The discussion paper raises the importance of supporting the ability of local communities to receive relevant data and influence the services being delivered in their local area to ensure service delivery best meets local community needs. ARACY would draw attention to the recent grant by the Australian Research Data Commons to support the development of an Australian National Child Health and Development Atlas (ANCHDA). By a consortium of organisations led by Telethon Kids. This project will build on the data work done by Queensland and Western Australia, among others, to create a data resource that can drill down to SA2 level to support local needs assessment and service planning.

Question 11 – Aside from additional funding, how can the department best work with you to support innovation in your services while maintaining a commitment to existing service delivery?

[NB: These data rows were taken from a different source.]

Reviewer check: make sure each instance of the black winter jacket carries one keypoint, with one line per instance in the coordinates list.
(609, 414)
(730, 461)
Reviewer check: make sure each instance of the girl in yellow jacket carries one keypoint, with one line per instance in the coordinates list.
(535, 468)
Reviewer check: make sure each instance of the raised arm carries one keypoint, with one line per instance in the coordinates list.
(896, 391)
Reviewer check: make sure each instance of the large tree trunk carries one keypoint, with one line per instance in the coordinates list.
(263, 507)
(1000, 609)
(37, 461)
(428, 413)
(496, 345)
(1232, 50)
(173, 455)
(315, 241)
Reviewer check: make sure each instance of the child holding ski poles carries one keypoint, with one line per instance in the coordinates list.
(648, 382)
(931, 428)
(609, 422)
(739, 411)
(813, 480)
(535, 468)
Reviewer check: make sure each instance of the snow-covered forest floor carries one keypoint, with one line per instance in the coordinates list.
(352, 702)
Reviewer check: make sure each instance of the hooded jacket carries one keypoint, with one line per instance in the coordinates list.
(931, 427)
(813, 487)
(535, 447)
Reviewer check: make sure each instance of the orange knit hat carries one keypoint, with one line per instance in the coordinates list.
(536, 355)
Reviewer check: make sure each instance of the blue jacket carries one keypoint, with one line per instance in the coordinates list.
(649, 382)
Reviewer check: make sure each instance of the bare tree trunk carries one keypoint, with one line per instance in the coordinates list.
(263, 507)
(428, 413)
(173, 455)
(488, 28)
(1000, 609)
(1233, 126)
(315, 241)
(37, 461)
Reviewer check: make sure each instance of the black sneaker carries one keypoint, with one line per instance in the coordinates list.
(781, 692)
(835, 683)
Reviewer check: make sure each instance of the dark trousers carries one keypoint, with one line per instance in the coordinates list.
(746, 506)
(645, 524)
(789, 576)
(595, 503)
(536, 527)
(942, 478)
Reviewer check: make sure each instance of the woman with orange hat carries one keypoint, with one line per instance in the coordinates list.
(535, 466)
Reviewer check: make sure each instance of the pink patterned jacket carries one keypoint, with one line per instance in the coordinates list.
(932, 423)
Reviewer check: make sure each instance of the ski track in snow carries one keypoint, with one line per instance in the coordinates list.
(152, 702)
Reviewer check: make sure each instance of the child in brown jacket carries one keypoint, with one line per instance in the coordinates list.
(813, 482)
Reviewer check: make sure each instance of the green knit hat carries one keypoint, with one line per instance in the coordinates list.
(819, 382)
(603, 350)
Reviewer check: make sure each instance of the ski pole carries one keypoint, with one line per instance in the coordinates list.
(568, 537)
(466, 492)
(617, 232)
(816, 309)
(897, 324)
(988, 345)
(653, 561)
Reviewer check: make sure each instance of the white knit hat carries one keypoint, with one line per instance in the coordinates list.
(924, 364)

The best way to support innovation within service organisations is to actively fund for evaluation and core costs. So often core business costs and evaluation activities are deliberately excluded from or minimised in funding. When organisations cannot identify the elements that make a program or intervention successful, there is no evidence base on which to build or experiment. Supporting service organisations by allocating a percentage or allowance for core costs enables an organisation’s capacity to innovate using the data gained through evaluation.

ARACY’s What works 4 Kids website (currently unfunded) provided a comprehensive list of programs which were ranked by their evidence base, supporting wise investment by funders and service providers, and supporting innovation by identifying gaps and opportunities.

A current project, funded by The Ian Potter Foundation, is the first stage of a research agenda for early childhood, the Great to Eight program. This seeks to identify gaps and opportunities, reduce duplication, and assist funders of all kinds to make wise investments throughout the research, development and implementation continuum.